Summary: cluster-image-registry-operator calls ListKeys excessively
Product: OpenShift Container Platform Reporter: Jim Minter <jminter>
Component: Image RegistryAssignee: Ricardo Maraschini <rmarasch>
Status: CLOSED ERRATA QA Contact: XiuJuan Wang <xiuwang>
Severity: medium Docs Contact:
Priority: unspecified    
Version: 4.3.zCC: aos-bugs, jminter, mjudeiki, obulatov, pasik, rmarasch, xiuwang, xtian
Target Milestone: ---   
Target Release: 4.6.0   
Hardware: Unspecified   
OS: Unspecified   
Whiteboard:
Fixed In Version: Doc Type: Enhancement
Doc Text:
Feature: Avoid calling Azure endpoints too many times. Reason: Azure enforces quotas and the operator was constantly querying for storage account keys. Result: By caching the keys locally for a time we avoid going remotely to get them every time.
Story Points: ---
Clone Of: Environment:
Last Closed: 2020-10-27 16:12:04 UTC Type: Bug
Regression: --- Mount Type: ---
Documentation: --- CRM:
Verified Versions: Category: ---
oVirt Team: --- RHEL 7.3 requirements from Atomic Host:
Cloudforms Team: --- Target Upstream Version:
Embargoed:

Description Jim Minter 2020-07-03 17:41:18 UTC
Description of problem:
  In IPI mode, cluster-image-registry-operator calls ListKeys on the Azure storage account incessantly.  This is bad behaviour, especially so because the quotas on ListKeys() calls are low (https://aka.ms/srpthrottlinglimits) and others could be affected.

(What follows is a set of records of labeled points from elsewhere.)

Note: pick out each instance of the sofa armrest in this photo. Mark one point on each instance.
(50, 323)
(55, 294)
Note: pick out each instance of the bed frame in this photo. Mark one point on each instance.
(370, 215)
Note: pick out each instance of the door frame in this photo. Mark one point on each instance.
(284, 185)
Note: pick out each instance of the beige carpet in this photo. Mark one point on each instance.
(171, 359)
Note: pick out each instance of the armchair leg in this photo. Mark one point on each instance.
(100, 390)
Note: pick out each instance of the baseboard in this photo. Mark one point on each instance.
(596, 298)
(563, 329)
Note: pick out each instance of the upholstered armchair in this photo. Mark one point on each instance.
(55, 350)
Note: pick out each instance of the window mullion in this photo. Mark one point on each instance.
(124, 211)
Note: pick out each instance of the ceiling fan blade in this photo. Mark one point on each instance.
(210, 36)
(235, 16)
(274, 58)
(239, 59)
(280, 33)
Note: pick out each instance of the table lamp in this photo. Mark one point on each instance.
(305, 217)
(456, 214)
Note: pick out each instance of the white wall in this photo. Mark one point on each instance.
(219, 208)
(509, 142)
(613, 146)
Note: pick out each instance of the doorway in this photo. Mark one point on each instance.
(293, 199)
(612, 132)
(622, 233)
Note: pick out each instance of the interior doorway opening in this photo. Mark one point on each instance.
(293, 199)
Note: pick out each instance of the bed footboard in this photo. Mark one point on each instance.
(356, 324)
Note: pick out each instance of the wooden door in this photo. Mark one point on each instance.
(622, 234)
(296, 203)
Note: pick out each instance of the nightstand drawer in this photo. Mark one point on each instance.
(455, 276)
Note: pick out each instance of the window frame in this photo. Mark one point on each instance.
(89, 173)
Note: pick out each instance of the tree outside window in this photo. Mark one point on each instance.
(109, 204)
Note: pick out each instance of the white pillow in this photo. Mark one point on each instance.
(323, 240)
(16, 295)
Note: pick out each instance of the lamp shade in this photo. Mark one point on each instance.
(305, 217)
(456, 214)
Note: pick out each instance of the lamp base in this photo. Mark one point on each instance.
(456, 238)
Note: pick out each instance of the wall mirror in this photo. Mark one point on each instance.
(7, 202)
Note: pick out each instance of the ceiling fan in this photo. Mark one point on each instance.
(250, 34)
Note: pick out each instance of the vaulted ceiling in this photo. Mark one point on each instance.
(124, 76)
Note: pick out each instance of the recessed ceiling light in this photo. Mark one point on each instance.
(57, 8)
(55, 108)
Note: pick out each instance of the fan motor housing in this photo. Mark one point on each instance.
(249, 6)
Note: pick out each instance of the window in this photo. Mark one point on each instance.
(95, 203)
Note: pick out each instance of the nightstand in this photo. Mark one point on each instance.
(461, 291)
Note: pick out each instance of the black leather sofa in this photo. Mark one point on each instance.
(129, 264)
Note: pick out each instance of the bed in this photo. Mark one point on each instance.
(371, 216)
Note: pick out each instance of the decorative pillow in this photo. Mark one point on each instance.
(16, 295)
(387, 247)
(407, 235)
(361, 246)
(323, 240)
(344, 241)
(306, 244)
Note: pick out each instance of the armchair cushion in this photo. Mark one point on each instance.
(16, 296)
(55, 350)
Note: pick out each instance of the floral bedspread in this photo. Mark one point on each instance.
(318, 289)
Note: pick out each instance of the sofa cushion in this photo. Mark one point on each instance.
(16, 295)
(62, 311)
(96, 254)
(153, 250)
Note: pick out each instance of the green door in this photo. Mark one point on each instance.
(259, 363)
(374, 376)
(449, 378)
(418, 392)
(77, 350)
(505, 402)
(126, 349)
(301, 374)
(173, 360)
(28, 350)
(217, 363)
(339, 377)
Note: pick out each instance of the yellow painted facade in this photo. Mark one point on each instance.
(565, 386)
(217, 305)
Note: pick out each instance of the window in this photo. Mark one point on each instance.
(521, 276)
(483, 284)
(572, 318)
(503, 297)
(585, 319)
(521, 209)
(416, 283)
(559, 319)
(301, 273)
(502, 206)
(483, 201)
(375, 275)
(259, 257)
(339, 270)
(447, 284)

  Ideally, cluster-image-registry-operator should call ListKeys once at start-up, and then subsequently in a rate-limited way if it detects an authentication error using the key that it has cached (e.g. in the unlikely event that the end user has rotated the storage key).


Version-Release number of selected component (if applicable):
  4.3.27


How reproducible:
  Always.


Steps to Reproduce:
1. Run IPI cluster.
2. Check audit logs on registry storage account in Azure portal.

Actual results:
  Lots of ListKeys calls seen.

Expected results:
  Few ListKeys calls seen.

Additional info:
  This BZ is closely associated to https://bugzilla.redhat.com/show_bug.cgi?id=1853643.

Comment 4 Ricardo Maraschini 2020-08-21 12:37:15 UTC
No progress due to higher severity bugs.

Comment 8 XiuJuan Wang 2020-09-11 10:13:38 UTC
From Azure portal console, we could see the event "List Storage Account Keys" has been cached every 5 mins no longer cached several times a minute.
Test with 4.6.0-0.nightly-2020-09-10-195619 azure cluster.

Comment 9 XiuJuan Wang 2020-09-14 03:08:20 UTC
And image_registry_operator_azure_key_cache_requests_total metrics has been added
image_registry_operator_azure_key_cache_requests_total{endpoint="60000",instance="10.129.0.13:60000",job="image-registry-operator",namespace="openshift-image-registry",pod="cluster-image-registry-operator-f5f4469b4-l8k2f",result="hit",service="image-registry-operator"}	2586
image_registry_operator_azure_key_cache_requests_total{endpoint="60000",instance="10.129.0.13:60000",job="image-registry-operator",namespace="openshift-image-registry",pod="cluster-image-registry-operator-f5f4469b4-l8k2f",result="miss",service="image-registry-operator"}	18

Comment 11 errata-xmlrpc 2020-10-27 16:12:04 UTC
Since the problem described in this bug report should be
resolved in a recent advisory, it has been closed with a
resolution of ERRATA.

For information on the advisory (OpenShift Container Platform 4.6 GA Images), and where to find the updated
files, follow the link below.

If the solution does not work for you, open a new bug report.

https://access.redhat.com/errata/RHBA-2020:4196